Availability of vitamin D3 and D2 supplements seems to vary worldwide. In the United States, D3 (cholecalciferol) is readily available and inexpensive over-the-counter. Whereas, various brands of supplemental, high-dose vitamin D2 (ergocalciferol) and active metabolites (1,25[OH]2D, alfacalcidol, calcitriol) are generally available only by prescription. Other countries have different practices and, from previous UPDATES-reader comments, it seems that access to vitamin D in any form and in significant doses can be difficult in some locales.
The review/analysis by Bjelakovic appears to support our contention that, if there is a choice, oral vitamin D3 taken daily would be preferred. Combinations with supplemental calcium probably should be avoided — to limit chances of nephrolithiasis or hypercalcemia — unless laboratory tests confirm insufficient calcium is being obtained from dietary sources.
In balance, we also must note that, in their guidelines, Hollick et al. recommend that adults who are vitamin D deficient could be prescribed 50,000 IU of vitamin D3 or D2 once a week for 8 weeks — or its equivalent of 6,000 IU D3 or D2 per day — to achieve a blood level of 25(OH)D >30 ng/mL. This would be followed by maintenance therapy of 1,500 to 2,000 IU/day, they write.
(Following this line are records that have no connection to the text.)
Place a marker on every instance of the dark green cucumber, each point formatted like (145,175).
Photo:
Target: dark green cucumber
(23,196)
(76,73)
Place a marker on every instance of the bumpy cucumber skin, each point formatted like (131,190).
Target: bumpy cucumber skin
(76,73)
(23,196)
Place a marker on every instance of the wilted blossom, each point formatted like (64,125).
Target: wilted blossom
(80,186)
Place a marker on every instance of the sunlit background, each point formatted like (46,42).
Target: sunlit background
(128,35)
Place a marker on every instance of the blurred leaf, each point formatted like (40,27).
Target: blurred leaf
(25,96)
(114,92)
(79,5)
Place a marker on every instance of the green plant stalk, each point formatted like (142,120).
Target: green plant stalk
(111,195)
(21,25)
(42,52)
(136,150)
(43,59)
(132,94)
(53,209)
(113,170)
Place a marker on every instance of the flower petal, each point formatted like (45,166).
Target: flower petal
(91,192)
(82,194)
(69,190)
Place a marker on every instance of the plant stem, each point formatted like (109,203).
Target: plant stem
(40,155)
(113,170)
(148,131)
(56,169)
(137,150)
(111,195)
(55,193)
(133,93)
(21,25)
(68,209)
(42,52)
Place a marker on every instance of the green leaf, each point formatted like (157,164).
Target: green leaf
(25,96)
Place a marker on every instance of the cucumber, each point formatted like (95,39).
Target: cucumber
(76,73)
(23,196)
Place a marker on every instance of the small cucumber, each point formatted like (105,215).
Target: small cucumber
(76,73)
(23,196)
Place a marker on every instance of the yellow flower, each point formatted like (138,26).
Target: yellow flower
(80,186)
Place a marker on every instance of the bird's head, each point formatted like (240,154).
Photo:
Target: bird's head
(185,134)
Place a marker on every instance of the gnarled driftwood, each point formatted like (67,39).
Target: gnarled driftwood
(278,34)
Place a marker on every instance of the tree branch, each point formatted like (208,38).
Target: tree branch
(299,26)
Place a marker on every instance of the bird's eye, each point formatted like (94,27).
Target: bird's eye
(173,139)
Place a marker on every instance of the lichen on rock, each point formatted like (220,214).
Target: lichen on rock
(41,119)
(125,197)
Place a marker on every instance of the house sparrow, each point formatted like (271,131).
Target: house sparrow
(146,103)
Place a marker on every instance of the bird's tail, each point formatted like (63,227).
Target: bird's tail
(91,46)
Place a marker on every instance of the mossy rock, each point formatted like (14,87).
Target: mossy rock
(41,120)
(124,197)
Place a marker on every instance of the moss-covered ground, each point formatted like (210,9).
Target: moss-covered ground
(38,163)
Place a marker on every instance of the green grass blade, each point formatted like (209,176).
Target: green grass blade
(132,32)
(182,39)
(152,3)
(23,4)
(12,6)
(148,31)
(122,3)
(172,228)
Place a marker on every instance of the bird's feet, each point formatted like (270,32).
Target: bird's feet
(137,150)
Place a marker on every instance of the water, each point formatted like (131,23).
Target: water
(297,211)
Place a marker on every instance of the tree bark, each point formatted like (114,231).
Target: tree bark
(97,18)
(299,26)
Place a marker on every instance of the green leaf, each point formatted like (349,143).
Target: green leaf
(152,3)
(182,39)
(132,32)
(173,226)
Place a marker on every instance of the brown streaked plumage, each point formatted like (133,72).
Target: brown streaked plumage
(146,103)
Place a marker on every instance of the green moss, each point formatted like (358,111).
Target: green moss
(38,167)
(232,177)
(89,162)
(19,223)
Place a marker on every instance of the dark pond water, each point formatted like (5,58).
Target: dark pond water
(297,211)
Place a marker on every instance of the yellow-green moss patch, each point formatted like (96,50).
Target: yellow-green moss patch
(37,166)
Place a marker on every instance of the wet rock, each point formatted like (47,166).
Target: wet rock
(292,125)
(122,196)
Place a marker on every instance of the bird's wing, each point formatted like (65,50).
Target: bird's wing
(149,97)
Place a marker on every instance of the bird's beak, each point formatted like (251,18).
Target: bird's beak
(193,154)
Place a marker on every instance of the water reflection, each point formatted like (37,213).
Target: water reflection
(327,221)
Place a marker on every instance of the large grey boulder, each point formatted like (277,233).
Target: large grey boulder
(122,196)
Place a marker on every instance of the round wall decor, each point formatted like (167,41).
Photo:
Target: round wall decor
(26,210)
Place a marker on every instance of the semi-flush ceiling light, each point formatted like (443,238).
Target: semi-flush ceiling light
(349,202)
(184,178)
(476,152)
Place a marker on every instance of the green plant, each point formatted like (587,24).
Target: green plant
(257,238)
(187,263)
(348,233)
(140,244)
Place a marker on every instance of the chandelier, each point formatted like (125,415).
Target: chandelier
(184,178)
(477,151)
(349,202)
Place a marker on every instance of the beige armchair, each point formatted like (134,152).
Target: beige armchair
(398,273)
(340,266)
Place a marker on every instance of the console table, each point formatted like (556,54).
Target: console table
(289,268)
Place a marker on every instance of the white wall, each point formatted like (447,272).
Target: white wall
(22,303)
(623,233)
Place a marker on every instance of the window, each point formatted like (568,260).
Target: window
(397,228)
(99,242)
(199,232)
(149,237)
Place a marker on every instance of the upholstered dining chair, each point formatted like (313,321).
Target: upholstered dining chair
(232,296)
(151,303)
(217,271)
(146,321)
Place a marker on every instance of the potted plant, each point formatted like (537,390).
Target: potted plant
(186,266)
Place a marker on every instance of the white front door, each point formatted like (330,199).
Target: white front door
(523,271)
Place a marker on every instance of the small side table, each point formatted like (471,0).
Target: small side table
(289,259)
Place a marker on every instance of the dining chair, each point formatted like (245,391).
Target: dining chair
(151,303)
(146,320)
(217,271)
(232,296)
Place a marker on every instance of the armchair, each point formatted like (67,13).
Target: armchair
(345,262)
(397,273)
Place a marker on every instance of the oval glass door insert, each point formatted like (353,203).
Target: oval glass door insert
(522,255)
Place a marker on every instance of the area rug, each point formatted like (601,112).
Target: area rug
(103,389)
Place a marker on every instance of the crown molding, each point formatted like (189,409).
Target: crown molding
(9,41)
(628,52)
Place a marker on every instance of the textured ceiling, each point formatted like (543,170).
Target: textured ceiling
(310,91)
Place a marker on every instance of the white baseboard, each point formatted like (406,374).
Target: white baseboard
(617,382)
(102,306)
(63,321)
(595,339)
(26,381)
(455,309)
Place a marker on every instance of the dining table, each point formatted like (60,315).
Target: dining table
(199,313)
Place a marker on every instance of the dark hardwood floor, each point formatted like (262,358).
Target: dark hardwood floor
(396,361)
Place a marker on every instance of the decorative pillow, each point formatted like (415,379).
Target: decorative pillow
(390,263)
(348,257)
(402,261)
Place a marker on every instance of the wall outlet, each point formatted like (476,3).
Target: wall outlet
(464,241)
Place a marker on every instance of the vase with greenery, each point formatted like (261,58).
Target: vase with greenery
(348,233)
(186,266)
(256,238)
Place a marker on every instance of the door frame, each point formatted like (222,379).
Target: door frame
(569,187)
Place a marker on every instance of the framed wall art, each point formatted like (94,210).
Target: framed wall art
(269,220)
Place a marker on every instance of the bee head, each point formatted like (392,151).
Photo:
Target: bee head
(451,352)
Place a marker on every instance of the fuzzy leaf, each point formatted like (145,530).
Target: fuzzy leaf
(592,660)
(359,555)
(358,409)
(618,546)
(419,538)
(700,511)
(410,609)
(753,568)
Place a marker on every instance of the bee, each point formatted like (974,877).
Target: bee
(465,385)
Neither of the articles mentioned above thoroughly discusses the vitamin D needs of persons with pain conditions. This has been considered more completely in our full 50-page report [PDF here] and in other UPDATES in this series [here]. Although, in most cases, our dosing recommendations have erred on the side of being conservative and individual patients with pain may benefit from either more or less vitamin D3 supplementation than indicated.
> Bjelakovic G, Gluud LL, Nikolova D, et al. Vitamin D supplementation for prevention of mortality in adults. Cochrane Database Syst Rev. 2011;6(7):CD007470 [abstract here].
> Holick MF, Binkley NC, Bischoff-Ferrari HA, et al. Evaluation, Treatment, and Prevention of Vitamin D Deficiency: an Endocrine Society Clinical Practice Guideline. J Clin Endocrinol Metab (JCEM). 2011(Jul);96(7):1911-1930 [abstract here and free PDF here (temporarily)].